Prisons in Africa: An evaluation from a human rights perspective

, by SARKIN Jeremy

Generally speaking, those incarcerated in African prisons face years of confinement in often cramped and dirty quarters, with insufficient food allocations, inadequate hygiene, and little or no clothing or other amenities. While these conditions are not uniform throughout the continent, their prevalence raises concern and needs to be addressed through prison reform and attention to human rights. Moreover, there are also several barriers—including state secrecy, weak civil society, and lack of public interest—that inhibit the collection of reliable data on African prisons. 1 This veil of ignorance as to prison conditions merely fuels the neglect and abuse of Africa’s incarcerated. It is nonetheless imperative to investigate African prisons and generate information about the issues affecting the continent’s penal system. 2

The article outlines several key historical developments in the evolution of African prisons. It examines certain areas in which prisons throughout Africa fail to meet the minimum of human rights requirements. Recognizing that Africa is home to 53 countries of profound diversity, several common themes of human rights abuse nonetheless emerge upon continental examination, including the shortcomings of resources and good prison governance; overcrowding and poor conditions within prisons; the failure to protect the rights of pre-trial detainees, women, and children; the untapped potential of alternative sentencing; and the unfulfilled mandate of rehabilitation. The article then considers several possible sources for oversight and reform, including the African Commission on Human and Peoples’ Rights as well as the Special Rapporteur on Prisons and Conditions of Detention in Africa.

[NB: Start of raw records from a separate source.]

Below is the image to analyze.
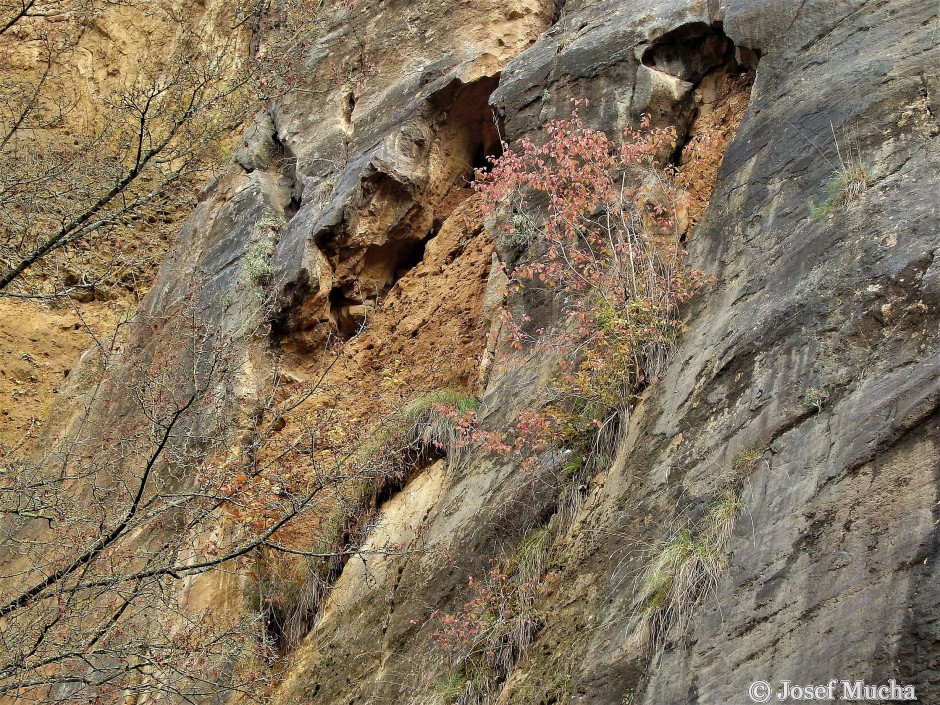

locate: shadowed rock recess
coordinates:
[14,0,940,705]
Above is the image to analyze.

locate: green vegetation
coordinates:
[355,389,480,468]
[631,491,743,657]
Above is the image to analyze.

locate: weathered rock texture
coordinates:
[22,0,940,704]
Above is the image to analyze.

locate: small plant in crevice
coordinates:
[432,527,553,705]
[476,101,717,472]
[354,389,492,476]
[801,387,828,413]
[630,489,743,658]
[808,128,872,219]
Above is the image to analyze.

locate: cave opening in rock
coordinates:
[638,22,760,166]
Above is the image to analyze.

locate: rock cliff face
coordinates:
[23,0,940,705]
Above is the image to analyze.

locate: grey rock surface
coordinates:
[29,0,940,705]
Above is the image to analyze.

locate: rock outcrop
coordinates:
[16,0,940,705]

It is clear that African prisons face a host of challenges, including deficits of good governance, funding, and other resources. Such shortcomings have resulted in overcrowded and otherwise abusive prison conditions. Yet it is also clear that several governments and organizations have committed themselves to improving the lot of Africa’s incarcerated by promoting prisoners’ rights. As a result, Africa is home to several innovative instruments and institutions aimed at protecting the rights of those behind bars. What is needed now is the political will and resources to translate these pronouncements into practice.